C’est là que les spécialistes en ingénierie entrent en jeu, avec pour mission de fabriquer une presse de marteaux adaptable à toutes sortes de pianos. Le projet prend l’allure d’un véritable défi, comme l’explique Pierino De Monte, adjoint scientifique à la HE-Arc : « Il s’agit d’une rencontre entre deux mondes complètement différents, et qui possèdent chacun son vocabulaire. En ingénierie, nous sommes habitués à travailler sur des cahiers des charges précis, des plans et des valeurs numériques, avec des tolérances à respecter, des mesures à améliorer. Là, nous partions sur quelque chose d’immatériel et de l’émotion à rendre, concernant aussi bien l’esthétique des marteaux que la production du son ».

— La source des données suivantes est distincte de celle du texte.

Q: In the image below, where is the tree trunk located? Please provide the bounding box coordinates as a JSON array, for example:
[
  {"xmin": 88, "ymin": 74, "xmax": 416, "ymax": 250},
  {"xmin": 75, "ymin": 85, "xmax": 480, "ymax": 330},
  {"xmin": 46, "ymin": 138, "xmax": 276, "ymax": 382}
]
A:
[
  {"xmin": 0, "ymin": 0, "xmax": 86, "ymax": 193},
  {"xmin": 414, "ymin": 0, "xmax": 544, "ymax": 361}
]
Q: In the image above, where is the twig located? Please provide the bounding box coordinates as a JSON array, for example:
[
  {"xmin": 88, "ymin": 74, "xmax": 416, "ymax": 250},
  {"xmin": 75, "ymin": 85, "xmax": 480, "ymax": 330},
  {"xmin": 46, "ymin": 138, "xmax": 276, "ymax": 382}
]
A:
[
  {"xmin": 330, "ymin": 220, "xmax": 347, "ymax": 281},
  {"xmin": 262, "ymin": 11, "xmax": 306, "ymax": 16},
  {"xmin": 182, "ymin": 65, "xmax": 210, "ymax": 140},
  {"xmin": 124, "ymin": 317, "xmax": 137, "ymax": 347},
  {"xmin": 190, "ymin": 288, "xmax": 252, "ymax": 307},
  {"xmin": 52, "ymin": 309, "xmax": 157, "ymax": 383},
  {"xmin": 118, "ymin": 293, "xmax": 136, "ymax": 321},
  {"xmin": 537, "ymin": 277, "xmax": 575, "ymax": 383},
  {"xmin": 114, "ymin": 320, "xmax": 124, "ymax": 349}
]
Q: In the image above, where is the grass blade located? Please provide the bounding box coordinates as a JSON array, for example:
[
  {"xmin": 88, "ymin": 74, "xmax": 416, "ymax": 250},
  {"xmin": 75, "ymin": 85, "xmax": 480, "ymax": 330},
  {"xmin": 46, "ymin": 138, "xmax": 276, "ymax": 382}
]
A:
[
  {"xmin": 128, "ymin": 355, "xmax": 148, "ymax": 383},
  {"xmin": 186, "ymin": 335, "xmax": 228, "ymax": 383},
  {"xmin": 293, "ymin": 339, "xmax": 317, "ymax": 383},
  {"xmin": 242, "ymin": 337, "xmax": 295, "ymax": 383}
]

Mais quand la passion de la conception mécanique rencontre celle de la musique, le résultat est à la hauteur des espérances. La mise au point de la presse est en voie d’optimisation ; sa réalisation a convoqué des compétences en pneumatique, électronique, électricité… « Pour la découpe des feutres à coller sur les pièces en bois, la tentation était grande de faire appel à des techniques par jet d’eau ou laser ; mais nous avons privilégié une découpe traditionnelle pour limiter les coûts », explique Pierino De Monte, qui ne boude pas son plaisir de participer à redonner vie à ces objets du passé.

Avant de faire l’objet d’une commercialisation, les marteaux réalisés sur la presse seront testés sur les pianos anciens acquis par les jeunes pianistes-restaurateurs, qui, pour avoir par ailleurs joué sur un nombre impressionnant de modèles différents, possèdent « une bibliothèque de sons sous les doigts et dans les oreilles. » Le duo ne s’en est pas tenu à la pratique : des recherches en musicologie et facture instrumentale lui ont permis d’accéder à des critiques et avis de musiciens de différentes époques, des « témoignages de première main » l’aidant à identifier et ressentir les sons du passé. « Nous n’avons pas la prétention de détenir une vérité historique, mais simplement d’ouvrir une porte sur notre interprétation du passé », précisent les musiciens. Pierino De Monte, quant à lui, se fait le porte-parole de son équipe en déclarant « un grand intérêt pour ces projets qui sortent des sentiers battus ».